Pada pukul 23.00, Presiden Soekarno bersama Waperdam dr. Leimena meninggalkan Halim menuju Bogor lewat darat dengan mengendarai jeep. Setelah presiden meninggalkan Halim, lanjut Dadang, Wisnu bersama Leo dan Santo di panggil Men/Pangau. “Pak Omar menjelaskan bahwa dia akan terbang dari Halim dan holding di atas untuk selalu memonitor perkembangan-perkembangan. Pak Leo ikut, tetapi Pak Wisnu tinggal karena beliau harus mengurus dan bertanggung jawab atas warga dan materiil di pangkalan. Komodor Susanto juga tidak ikut,” imbuh Dadang.

Sepeninggalnya Presiden Soekarno dan Leimana dari pangkalan Halim, Kisah Dadang, Pada pukul 01.30 Omar Dhani kemudian turut meninggalkan Halim dengan menggunakan pesawat Hercules yang sebetulnya sudah disiapkan untuk dipakai Presiden.
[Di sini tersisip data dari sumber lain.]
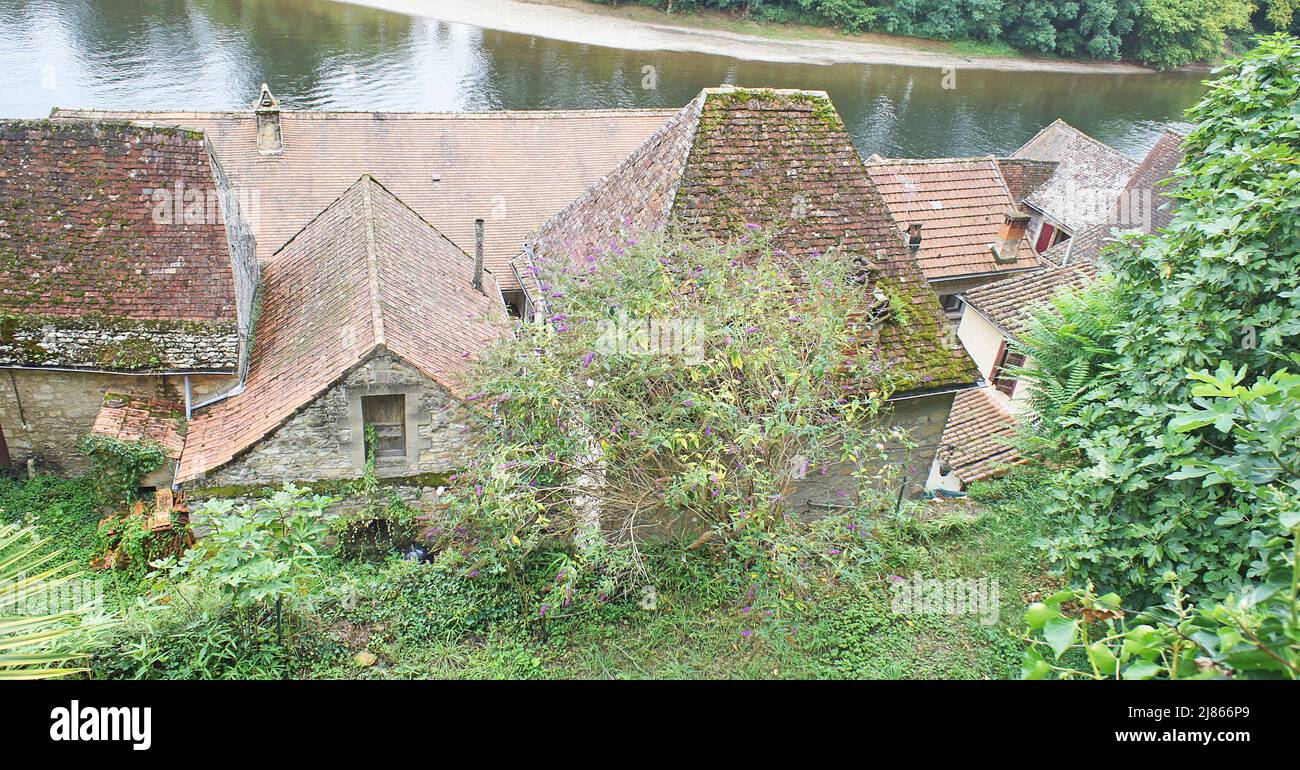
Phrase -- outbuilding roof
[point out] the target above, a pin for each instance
(1088, 178)
(960, 203)
(113, 251)
(780, 160)
(365, 275)
(512, 169)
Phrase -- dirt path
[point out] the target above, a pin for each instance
(579, 22)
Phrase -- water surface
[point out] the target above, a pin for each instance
(323, 55)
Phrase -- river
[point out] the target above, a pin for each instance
(323, 55)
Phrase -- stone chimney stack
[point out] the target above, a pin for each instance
(269, 139)
(1009, 236)
(479, 255)
(914, 237)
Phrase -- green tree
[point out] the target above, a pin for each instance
(602, 435)
(1253, 632)
(1222, 284)
(1173, 33)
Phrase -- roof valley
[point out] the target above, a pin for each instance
(372, 268)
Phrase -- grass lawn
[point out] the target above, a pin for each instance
(417, 623)
(781, 30)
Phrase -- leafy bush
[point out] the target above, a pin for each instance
(46, 643)
(1255, 631)
(264, 558)
(194, 632)
(417, 602)
(1222, 284)
(117, 466)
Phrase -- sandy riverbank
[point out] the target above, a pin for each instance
(566, 20)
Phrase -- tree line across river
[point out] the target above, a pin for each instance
(1157, 33)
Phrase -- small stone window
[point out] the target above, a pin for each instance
(386, 415)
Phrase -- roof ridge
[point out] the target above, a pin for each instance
(923, 160)
(63, 113)
(372, 268)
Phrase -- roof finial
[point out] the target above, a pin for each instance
(269, 138)
(267, 100)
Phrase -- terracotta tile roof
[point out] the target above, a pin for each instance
(1151, 177)
(365, 275)
(975, 436)
(87, 249)
(780, 160)
(1088, 178)
(960, 203)
(1083, 246)
(514, 169)
(1008, 303)
(138, 419)
(1144, 204)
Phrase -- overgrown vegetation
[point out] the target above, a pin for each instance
(677, 390)
(1179, 491)
(44, 618)
(1218, 288)
(1158, 33)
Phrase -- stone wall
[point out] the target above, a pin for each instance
(239, 208)
(923, 418)
(325, 440)
(46, 412)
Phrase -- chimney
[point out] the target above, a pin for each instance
(1009, 236)
(914, 237)
(479, 255)
(269, 139)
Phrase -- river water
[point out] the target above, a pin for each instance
(323, 55)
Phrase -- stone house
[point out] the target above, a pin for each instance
(126, 285)
(368, 320)
(995, 316)
(961, 220)
(510, 168)
(784, 161)
(1084, 189)
(239, 289)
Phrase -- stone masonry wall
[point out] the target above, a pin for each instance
(238, 210)
(46, 412)
(326, 438)
(923, 416)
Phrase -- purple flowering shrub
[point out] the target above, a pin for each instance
(671, 390)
Lalu, pada pukul 02.00 Laksamana Muda Udara Sri Moelyono Herlambang (Menteri Negera diperbantukan Presiden) datang dari Medan dengan pesawat Jetstar. 

Dadang menyampaikan sesuai pengalaman Wisnu dalam bukunya bahwa Wisnu lantas menerima laporan pada sekitar jam 06.00 WIB, pasukan Resimen Para Komando Angkatan Dara (RPKĄD) yang dikomandoi Kolonel Sarwo Edhie Wibowo sudah ada di perbatasan Halim sekitar Pondok Gede. 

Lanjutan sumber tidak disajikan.